1 The Alexandria City Circuit Court ultimately denied the motion. ECF No. 11-2 at 2. The Court’s power to adjudicate state common law claims is limited, to be invoked only where diversity jurisdiction exists. Lekoba v. Oboa-Frank, No. GJH-16-2627, 2016 WL 4059347, at *2 (D. Md. July 28, 2016); Koster v. (Am.) Lumbermens Mut. Cas. Co., 330 U.S. 518, 522 (1947). Diversity jurisdiction is proper where the amount in controversy exceeds $75,000 and where no plaintiff is a citizen of the same state as any defendant. 28 U.S.C. § 1332(a); see Johnson v. Am. Towers, LLC, 781 F.3d 693, 704 (4th Cir. 2015). The Complaint, therefore, must make plausible that the plaintiff “claims a sum sufficient to satisfy the statutory

requirement;” dismissal for failure to assert a sufficient amount in controversy is proper only if “to a legal certainty . . . the plaintiff cannot recover the amount claimed.” JTH Tax, Inc. v. Frashier, 624 F.3d 635, 638 (4th Cir. 2010) (internal citation and quotation marks omitted). A “legal impossibility of recovery” must “effectively negat[e] the plaintiff’s good faith in asserting the claim.” Id. at 638 (quoting Wiggins v. N. Am. Equitable Life Assurance Co., 644 F.2d 1014, 1017 (4th Cir.1981)). The parties do not dispute that complete diversity of citizenship exists between Jefferson and the Defendants. ECF No. 7-1 at 5; ECF No. 11-1 at 4. Rather, Defendants singularly contend that the Complaint fails to state an adequate amount in controversy. ECF No. 7-1 at 5; ECF No. 11-1 at 4. Defendants more particularly maintain that because Jefferson alleges only

$40,000 in punitive damages, which is unavailable as a matter of law to the breach of contract and fraud claims, diversity is lacking. ECF No. 7-1 at 5; ECF No. 11-1 at 4. Defendants are correct that under Virginia law, punitive damages are unavailable for contract claims, Sunrise Continuing Care, LLC v. Wright, 277 Va. 148, 156 (2009) (citing Kamlar Corp. v. Haley, 224 Va. 699, 705 (1983)), and only available for fraud committed with malice. Bennett v. 3M Co., Civ. No. 3:14-cv-198, 2014 WL 1493188, at *2 (E.D. Va. Apr. 15, 2014); see also Stallings v. DeAlto, 13 Va. Cir. 394 (1988) (“[P]unitive damages are not recoverable even in a fraud action in the absence of a showing of actual malice.”). Defendants also rightly point out that no facts make plausible any alleged fraud had been committed with malice—that is, “such recklessness or negligence as to evince a conscious disregard of the rights of others.” Condo. Servs., Inc. v.

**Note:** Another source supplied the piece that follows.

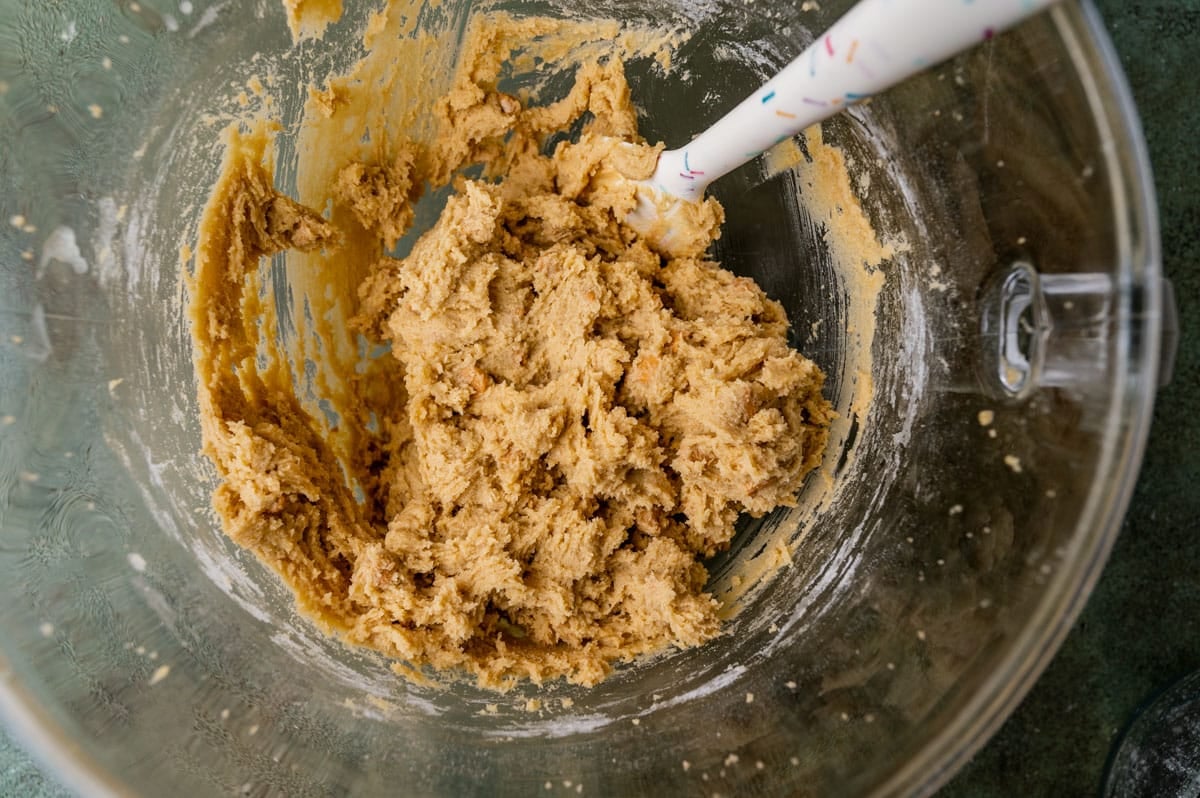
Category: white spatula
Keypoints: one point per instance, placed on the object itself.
(877, 45)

First Owners’ Ass’n of Forty Six Hundred Condo., Inc., 281 Va. 561, 580 (2011) (quoting Giant of Va., Inc. v. Pigg, 207 Va. 679, 685 (1967)). Nonetheless, the amount in controversy as applied to the claim for declaratory and injunctive relief is sufficient. ECF No. 1 ¶ 19. For declaratory relief, the amount in controversy

is measured by the value of the object of litigation. See Lang v. Wells Fargo Home Mortg., Inc., No. 3:13-cv-60, 2013 WL 12210772, at *3 (N.D.W. Va. Sept. 23, 2013). Where, as here, the plaintiff seeks to declare a contract void, “the amount in controversy . . . is the value of the contract to either party.” Id; cf. Lee v. Citimortgage, Inc., 739 F. Supp. 2d 940, 946 (E.D. Va. 2010) (amount in controversy is either the “direct pecuniary value of the right the plaintiff seeks to enforce, or the cost to the defendant of complying with any prospective equitable relief.”). For Jefferson, the value of the voided contract would be the balance owed at the time of repossession, or $84,667.68 minus the $2,412.33 he already paid, ECF No. 7-3 at 7, 20, 22 & 24. Because the Contract balance exceeds the $75,000 amount-in-controversy requirement, the Court retains diversity jurisdiction.

The Court next turns to the sufficiency of the claims. III. Failure to State a Claim A motion brought under Rule 12(b)(6) challenges whether the Complaint states a legally cognizable cause of action. When assessing the sufficiency of a claim, the Court must “accept the factual allegations in the complaint as true and construe them in the light most favorable to the nonmoving party.” Rockville Cars, LLC v. City of Rockville, 891 F.3d 141, 145 (4th Cir. 2018).